The total revenue of MS is bigger than ever, and this is without only selling Windows licenses in the cloud!
They just want to offer a nice and complete package for developers and companies so MS and Azure is the obvious choice, and not Google or Amazon.
The battlefield of the current age is not that of the desktop or server OS'es, that's so previous century, it's all about the cloud, and it only will increase over time!
Also most of their revenue-generating applications are now multi-OS (Office365, VS,...) so I'm pretty sure that they're preparing for a time when Windows won't even be an important player on the disappearing desktop environment anymore. Just betting on only Windows would for sure be suicide, since it is becoming less and less relevant, and they're smart enough to see this and act accordingly.
Is the big problem - why should I have to give MS information (e.g. email address ) just to be able to install software on a PC and OS I purchased?
I do not care about curated stores (on android phone I side load stuff as Google store is same idea of wanting credentials so not used by me).
Just make it nice and easy to install software without needing the store (or have an anonymous user option on the store for any free software, which I assume Linux would be)
(Yes I know with MS mega slurp on non enterprise versions they may already know who I am / ditto Google on android (though rooting helps by allowing some crud removal)
The default sub-system (Ubuntu) is installed via the Add/Remove Features settings page, so you don't need to touch the store and give MS an email address.
How much work it would be to manually swap out the version of Ubuntu and replace it with something else I don't know, but the linux filesystem can be found at
%localappdata%\lxss, so I suspect it's possible, if tricky.
Oops, I spoke too soon, someone has already written scripts in python to download and install new distros.
"It could work really well for you, yada yada, but look little Linux fly, how nice it could be on my web, said the Microsoft spider. It's. A. Trap. Simple. As. That"

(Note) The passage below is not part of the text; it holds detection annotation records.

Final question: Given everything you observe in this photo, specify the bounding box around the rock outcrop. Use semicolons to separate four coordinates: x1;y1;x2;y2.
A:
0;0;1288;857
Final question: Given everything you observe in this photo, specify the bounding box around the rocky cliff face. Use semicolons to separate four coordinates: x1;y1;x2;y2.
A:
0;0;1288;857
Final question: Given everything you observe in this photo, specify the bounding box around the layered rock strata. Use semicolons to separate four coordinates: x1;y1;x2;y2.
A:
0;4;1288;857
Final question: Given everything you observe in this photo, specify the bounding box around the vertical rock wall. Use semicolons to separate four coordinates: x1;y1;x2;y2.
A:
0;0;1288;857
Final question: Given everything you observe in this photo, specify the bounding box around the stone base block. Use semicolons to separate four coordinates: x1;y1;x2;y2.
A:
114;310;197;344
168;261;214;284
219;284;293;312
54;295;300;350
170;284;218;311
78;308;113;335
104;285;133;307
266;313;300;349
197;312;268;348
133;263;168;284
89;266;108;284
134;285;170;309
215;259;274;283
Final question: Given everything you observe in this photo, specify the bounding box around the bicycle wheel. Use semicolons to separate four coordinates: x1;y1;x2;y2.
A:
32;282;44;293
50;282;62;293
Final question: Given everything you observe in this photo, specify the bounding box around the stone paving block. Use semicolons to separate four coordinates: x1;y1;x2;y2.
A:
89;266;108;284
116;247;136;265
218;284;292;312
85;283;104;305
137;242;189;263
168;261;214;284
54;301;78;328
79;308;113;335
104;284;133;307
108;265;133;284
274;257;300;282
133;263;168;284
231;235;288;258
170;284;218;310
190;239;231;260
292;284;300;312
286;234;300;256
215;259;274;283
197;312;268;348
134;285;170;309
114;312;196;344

That is a decade out of date. These days, Linux is the big successful spider and Microsoft is the fly that now has to play nicely with Linux if it wants to survive.
When IBM added Windows 3.x to OS/2 it finally solved the problem of whether to develop for Windows or OS/2 Presentation Manager. The answer was Windows because it would then run on both.
Now the answer could be 'Linux' because it will run on both. All that is needed is an X server, or just develop web apps with the server on Linux or WSL.